Зато, к удивлению Онички, в избе у них появились новые гости: Егоркин крестный Василий Лукич, Акулина Ильинична и сын их, маленький Яша. Нежненький такой, совсем, как девочка. За много лет у Митрия собрались брат и сестра от одной матери. Павел Лукич, младший брат, находится в солдатах. Тот от мачехи.

Не даром Елена не пошла в церковь. Так хорошо зажарила гуся, так все приготовила, что не совестно принять самых капризных гостей. Как знала, что будут и нежданные гости: всех детей накормила до их прихода. Уж очень торопился на охоту с Вялковым Микола. Заверил мать, что новые сапоги трепать по кустам и грязи не будет. Вялков обещал ему дать старые, в которых жена Вялкова, Марья Федоровна работает на поле. Митрий успокоился и даже сказал:

- Вялков худому не научит. - А когда увидел на столе бутылку настойки, совсем повеселел: - Лизавета заезжала? - догадался он. - То-то я их в ограде церкви не видал.

- Лизанька, как знала, что у нас будут гости, - подсказала Елена и прибавила: - Это она мне на случай болезни, а я уж решила подать к гусю.

- Ну, - сказал Митрий, стоя перед застольем гостей с бутылкою в одной руке и стаканчиком в другой - Гусь, сказывают, тоже плавал.
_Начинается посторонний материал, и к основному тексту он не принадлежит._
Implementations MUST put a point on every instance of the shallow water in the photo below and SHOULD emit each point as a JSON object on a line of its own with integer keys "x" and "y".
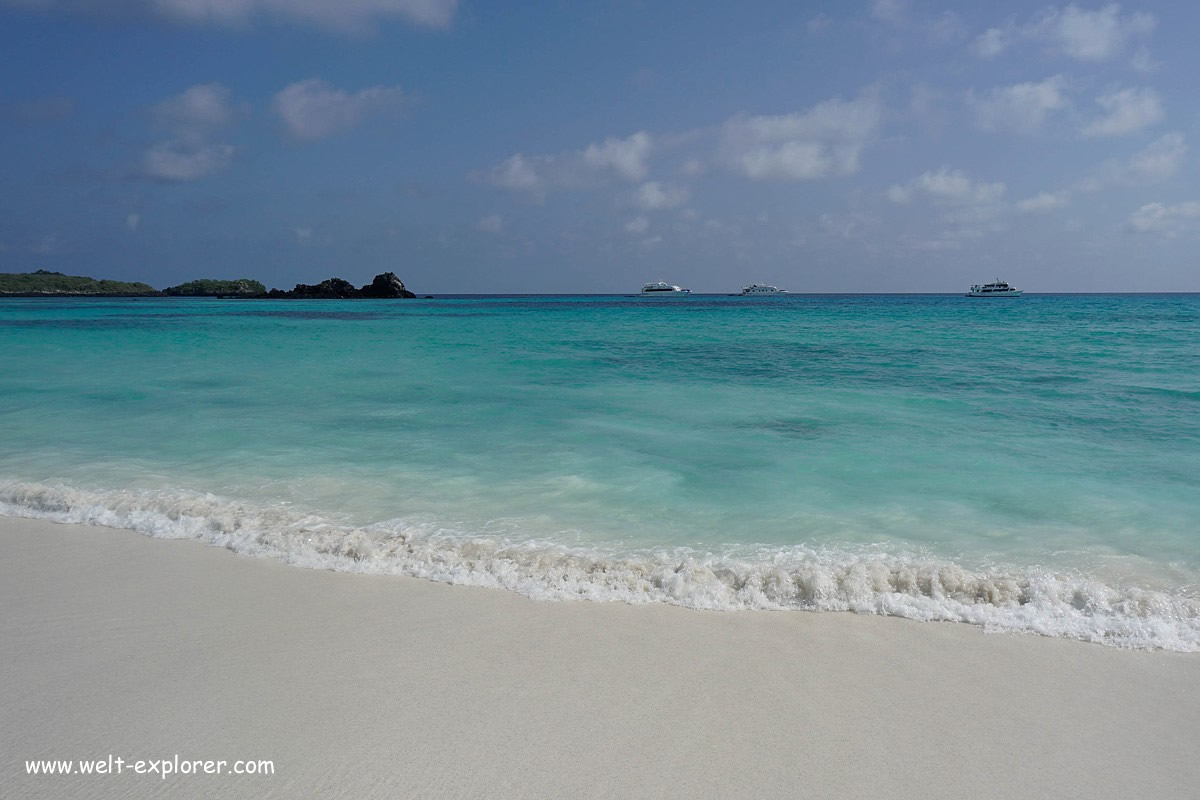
{"x": 1024, "y": 464}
Первая рюмочка сестре моей Катерине Лукиничне.

Он был в приподнятом веселом настроении, хотя не выпил еще ни одной рюмки. Но Катерина упорно отказывалась, пока он первый не выпьет.

- Ты, Елена сиди с гостями, - командовал Митрий. - Видишь Оничка тебя заменяет.

Он уступил сестре, и первую рюмку выпил. Как горький пьяница поморщился и крякнул от ожога в горле.

- Видите, - не унимался Митрий. - И Фенька знает свое дело - Андрюшку нянчит и Егорка Яшу на себе повез. У меня, брат Вася тут порядок! Миколка мой, одиннадцати лет, а робит, как мужик и сапоги ему я нынче справил настоящие... А ну-ка, кумушка, Акулина Ильинична. Пей - не пролей!

Но и Акулина отказалась пить.

- Нет куманек, ты уж сам сперва...

- Не-ет, кумушка, это когда все по второй пойдем, тогда, а так, просим милости не обессудь: чем богаты, тем и рады.

Уговорил Акулину. Выпила та полрюмочки. Поспорили из-за второй половины, но Митрий переспорил. Выпила.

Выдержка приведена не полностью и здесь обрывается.